Must Love Dogs

Misty wants your affection (um, not that kind). Plus, one St. Louis man teaches us how to come back from vacation alive, while another reveals our dishonesty.

Seems like a lot of authors have turned up in Chesterfield of late. But how many have dined with Princess Grace in Monte Carlo, sparred with actor Steve McQueen in Los Angeles and been booted from Thailand after appearing on Bangkok billboards?

Far's we know (and we couldn't check all the facts), one: Earnest Hart Jr., author of How to Vacation and Travel Safely...and Come Back Alive, Unreal's nominee for best book title of 2006 (and available on Amazon.com).

The 51-year-old Hart says he was the first African-American champion in kickboxing and one of the first black stars of the sport to compete on television back in the 1970s. Today he teaches martial arts to the young men and women, especially the latter, of Ladue and Wildwood who're preparing for life (in college) beyond the sticks.

Earnest Hart Jr.
Earnest Hart Jr.

Unreal: You dined with Princess Grace in Monte Carlo?

Earnest Hart Jr.: Princess Caroline was getting married, so they brought me over there to do entertainment. It was at a restaurant overlooking the Mediterranean Sea.

What do Ladue girls need to know about coming back alive?

We're dealing with a lot of awareness skills at first, because in the environment they grow up in, they're not thinking of those kinds of things.

One night in Bangkok changed your life, according to this press release....

Yes.
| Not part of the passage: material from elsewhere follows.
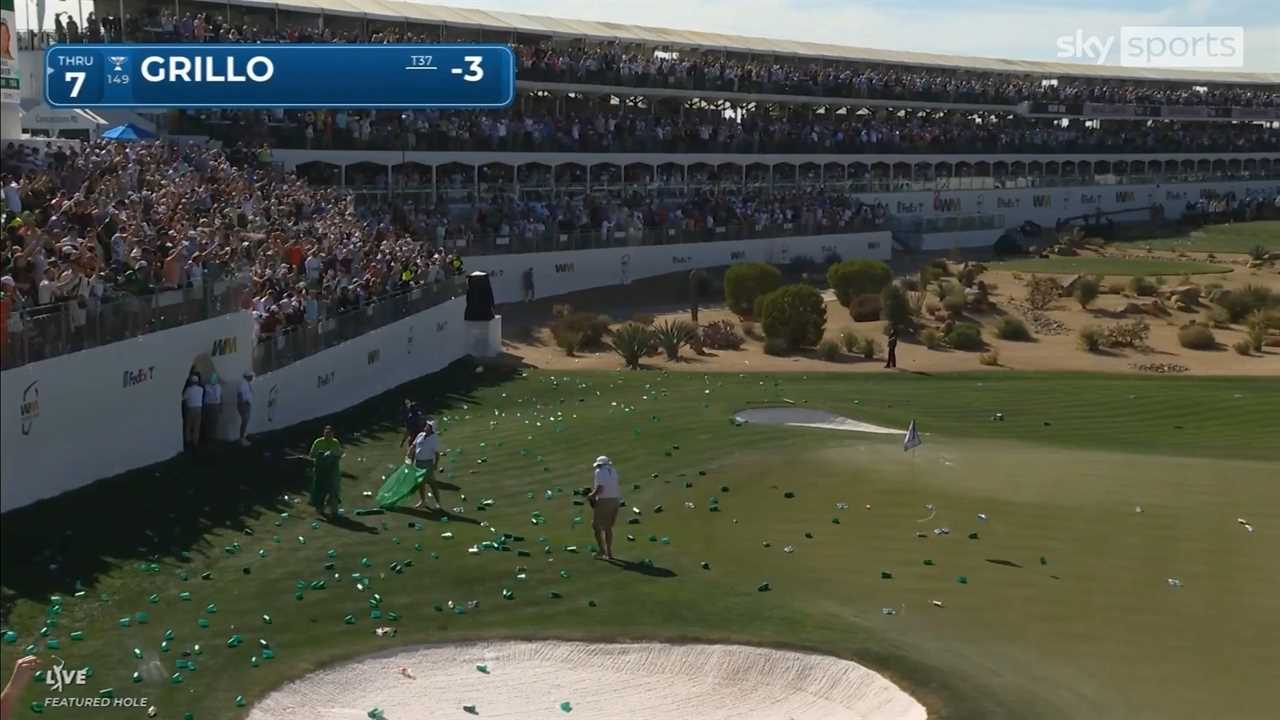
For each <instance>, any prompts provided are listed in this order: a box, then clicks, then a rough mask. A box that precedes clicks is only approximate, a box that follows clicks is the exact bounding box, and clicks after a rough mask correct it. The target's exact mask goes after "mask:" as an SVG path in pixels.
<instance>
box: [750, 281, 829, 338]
mask: <svg viewBox="0 0 1280 720" xmlns="http://www.w3.org/2000/svg"><path fill="white" fill-rule="evenodd" d="M762 322H763V325H764V337H768V338H774V337H776V338H782V340H783V341H785V342H786V343H787V347H813V346H814V345H817V343H818V342H819V341H820V340H822V334H823V331H826V328H827V306H826V305H823V302H822V293H819V292H818V291H817V290H814V288H813V287H812V286H808V284H788V286H786V287H780V288H778V290H774V291H773V292H771V293H769V295H767V296H764V302H763V318H762Z"/></svg>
I got a rude awakening. They held me hostage, changed my way of living.

They say one night in Bangkok makes a hard man humble. Was it a woman that held you hostage?

Oh, no. I went over there to be a guest for some fights. I wasn't supposed to fight, because I had a contract with American television. When I said I wasn't going to fight, the guys with guns came over. They took my visa, passport. And they said, "You better not win the fight or else you're gonna be in prison." They said Thai jails make American jails look like Girl Scout camp.

And almost 30 years later you're writing a book about it?

Right. I got attacked when I went back to my van. Then, when I finally got back to the hotel, the promoters told me they had no money to pay me. I went out visiting temples. [My driver] didn't tell me there was martial law; all of a sudden he just puts me off at an opium den-slash-prostitution house and tells me he'll pick me up in the morning. When I got back to the hotel, the promoters were there to pay me, but they started deducting money for my hotel and my expenses.

How much did they deduct for the prostitution?

Ah, no no. I just stayed in the prostitution house. My wife will kill me: You'll get me killed if you put that I did!